In the public eye, Charles’ relationship with Diana often becomes a litmus test for how well he might govern. At one point, a viewership poll after an interview in which a now-separated Charles admits to an affair with Parker Bowles finds that 61% consider him fit to be king, while 54% consider him right to admit to his unfaithfulness. English monarchists and republicans battle it out over the ground of the Prince and Princess of Wales’ marriage; the latter faction asks, “Are we really meant to be governed by these two horny loons?”

Overall, The Princess is an interesting look at a woman who has had the misfortune of being the focus of the media’s gaze for half of her life and a quarter century after her death. For critics who deride her for not knowing or caring that her life would specifically be subject to intense scrutiny and speculation, Diana candidly states, “At the age of 19, you always think you’re prepared for everything.” The BBC interview in which she divulges this is watched by millions at home and in pubs like a world-class sporting event. 

This interest in the ethics of paparazzi (and the publications that buy their photos in addition to the readers that support their magazines) is perhaps the main reason to watch. It’s likely anyone throwing this documentary on has already watched The Crown, Spencer, or something similar. They likely already know the beats of the Diana-Charles story, and there’s nothing here that wasn’t already well-documented and made available to the public. 

What sets The Princess apart, however, is the unnerving way in which it shows us the level of documentation her life was under. Cameramen argue over whether or not Diana can see their telescopic lenses from a beach half a mile away. Journalists press a royal spokesperson over the minutest details of Diana’s wedding attire.
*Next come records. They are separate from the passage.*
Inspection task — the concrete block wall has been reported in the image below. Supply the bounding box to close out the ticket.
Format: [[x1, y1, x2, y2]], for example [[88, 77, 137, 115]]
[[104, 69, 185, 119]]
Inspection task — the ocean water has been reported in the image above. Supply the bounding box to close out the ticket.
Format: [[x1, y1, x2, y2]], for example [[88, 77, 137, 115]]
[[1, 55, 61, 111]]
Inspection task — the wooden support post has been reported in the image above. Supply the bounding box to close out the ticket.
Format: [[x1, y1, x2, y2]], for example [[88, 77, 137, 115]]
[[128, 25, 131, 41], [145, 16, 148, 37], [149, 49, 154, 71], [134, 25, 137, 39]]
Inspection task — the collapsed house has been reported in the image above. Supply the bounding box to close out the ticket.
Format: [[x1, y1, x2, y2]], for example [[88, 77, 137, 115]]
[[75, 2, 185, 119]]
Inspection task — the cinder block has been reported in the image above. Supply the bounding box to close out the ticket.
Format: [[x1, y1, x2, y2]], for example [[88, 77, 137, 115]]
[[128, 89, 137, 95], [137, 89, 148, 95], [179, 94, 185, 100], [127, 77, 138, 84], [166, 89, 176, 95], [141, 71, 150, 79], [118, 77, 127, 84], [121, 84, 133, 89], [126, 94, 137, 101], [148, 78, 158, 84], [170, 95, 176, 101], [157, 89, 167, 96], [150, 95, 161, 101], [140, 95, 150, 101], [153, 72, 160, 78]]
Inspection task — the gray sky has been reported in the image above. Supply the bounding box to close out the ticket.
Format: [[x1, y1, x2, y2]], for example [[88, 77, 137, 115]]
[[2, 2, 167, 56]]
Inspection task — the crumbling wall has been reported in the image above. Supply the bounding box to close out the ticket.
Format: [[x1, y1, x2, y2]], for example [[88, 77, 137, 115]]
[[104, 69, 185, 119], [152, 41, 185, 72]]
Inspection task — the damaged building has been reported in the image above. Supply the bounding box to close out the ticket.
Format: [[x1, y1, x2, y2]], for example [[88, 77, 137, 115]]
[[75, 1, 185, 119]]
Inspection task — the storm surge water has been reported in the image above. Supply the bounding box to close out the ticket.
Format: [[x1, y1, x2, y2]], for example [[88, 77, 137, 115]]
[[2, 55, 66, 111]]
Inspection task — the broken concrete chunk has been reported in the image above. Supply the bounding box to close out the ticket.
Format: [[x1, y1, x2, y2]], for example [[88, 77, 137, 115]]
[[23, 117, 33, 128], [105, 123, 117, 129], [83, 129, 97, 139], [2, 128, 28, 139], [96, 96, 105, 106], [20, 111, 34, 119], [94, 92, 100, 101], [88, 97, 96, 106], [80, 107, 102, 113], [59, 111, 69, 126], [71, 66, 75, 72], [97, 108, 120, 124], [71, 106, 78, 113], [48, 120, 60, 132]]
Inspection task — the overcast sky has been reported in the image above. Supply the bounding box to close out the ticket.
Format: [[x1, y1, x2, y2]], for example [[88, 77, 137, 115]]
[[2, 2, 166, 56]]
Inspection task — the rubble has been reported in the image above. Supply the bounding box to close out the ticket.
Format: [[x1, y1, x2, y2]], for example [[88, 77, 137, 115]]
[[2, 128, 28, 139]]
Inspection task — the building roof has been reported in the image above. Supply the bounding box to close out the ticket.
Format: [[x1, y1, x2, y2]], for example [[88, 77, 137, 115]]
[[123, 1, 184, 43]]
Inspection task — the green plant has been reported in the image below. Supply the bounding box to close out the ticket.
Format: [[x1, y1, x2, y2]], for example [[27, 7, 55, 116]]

An interviewer asks Diana if she’s been able to add any small personal touches to her own wedding day. Her answer is circumlocutory. “I think, by inviting one’s friends and all people who’ve helped us.”

The Princess is worth a watch, if only to watch how much we watch. It will give you no new insight into a well-documented woman, but it may give you pause before patronizing the type of media outlets that Diana at times weaponized in battles with her ex over public perception and other times avoided at all costs.

The Princess premieres Saturday, August 13, 2022, at 8 p.m. ET/PT on HBO and HBO Max.